Grazie all’impegno costante del nostro giovane maestro Giuseppe
e del suo collaboratore Alessandro la corale, nel corso degli anni,
è riuscita sempre meglio ad animare la messa domenicale mattutina
e non solo…
Con il tempo e l’esperienza si sono aggiunte nuove iniziative
come: la realizzazione di cinque veglie-concerto (vedi
foto), l’animazione liturgica di importanti celebrazioni
lontano dalla nostra parrocchia, come il pontificale, presieduto dall’ex-Arcivescovo
di Catania Mons. Luigi Bommarito alla base militare di Maristaeli
ed infine l’animazione di alcune celebrazioni di ordinazioni
sacerdotali o di tappe di avvicinamento alla vita sacerdotale di alcuni
nostri parrocchiani nella cattedrale di Catania. Tutte esperienze
cariche di emozioni, che ci hanno fatto crescere sia dal punto di
vista spirituale che canoro. Un altro contributo importante nella
crescita della corale Alleluia è stato, è... e sarà
sempre il forte legame con i Gen
Verde...con i quali da anni teniamo una significativa corrispondenza
dalla quale attingiamo nuova linfa per continuare la nostra missione...Un
momento emozionante è stato l'incontro con i componenti del
gruppo in occasione del concerto da loro svolto nell'ottobre 2006
a Catania...
Ogni coro per raggiungere gli obiettivi prefissati, deve seguire piccole
regole, come: il riscaldamento, una serie di esercizi per una corretta
respirazione diaframmatica, una corretta postura, nonché una
perfetta integrazione delle singole voci che creano un armonioso equilibrio,
adattandosi al contesto globale dell’intreccio polifonico. Sebbene
siano passati parecchi anni, non sempre seguiamo queste piccole regole.

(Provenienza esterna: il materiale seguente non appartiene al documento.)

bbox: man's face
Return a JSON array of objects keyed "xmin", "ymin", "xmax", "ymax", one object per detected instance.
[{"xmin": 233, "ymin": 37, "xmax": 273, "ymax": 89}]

A volte “dormiamo”, a volte “strilliamo” concedendoci
pure una sana risata.
In conclusione, un messaggio che mi fa piacere trasmettere al lettore
è che il coro non è solo formato da meccanismi vocali,
ma anche dall’unione e dalla voglia di conoscere se stessi attraverso
gli altri. E’ proprio attraverso l’amore fraterno, quel
libero dono assolutamente indipendente dai nostri meriti, che adempiamo
il desiderio di Gesù, rendendo Sacro ogni attimo della nostra
vita.
Solo così ogni cantore diventa una dolce nota che viaggia su
un infinito “pentagramma d’amore”, la Chiesa di
nostro Signore…
Tutto questo per invitarvi ad “Andar a pregar cantando”.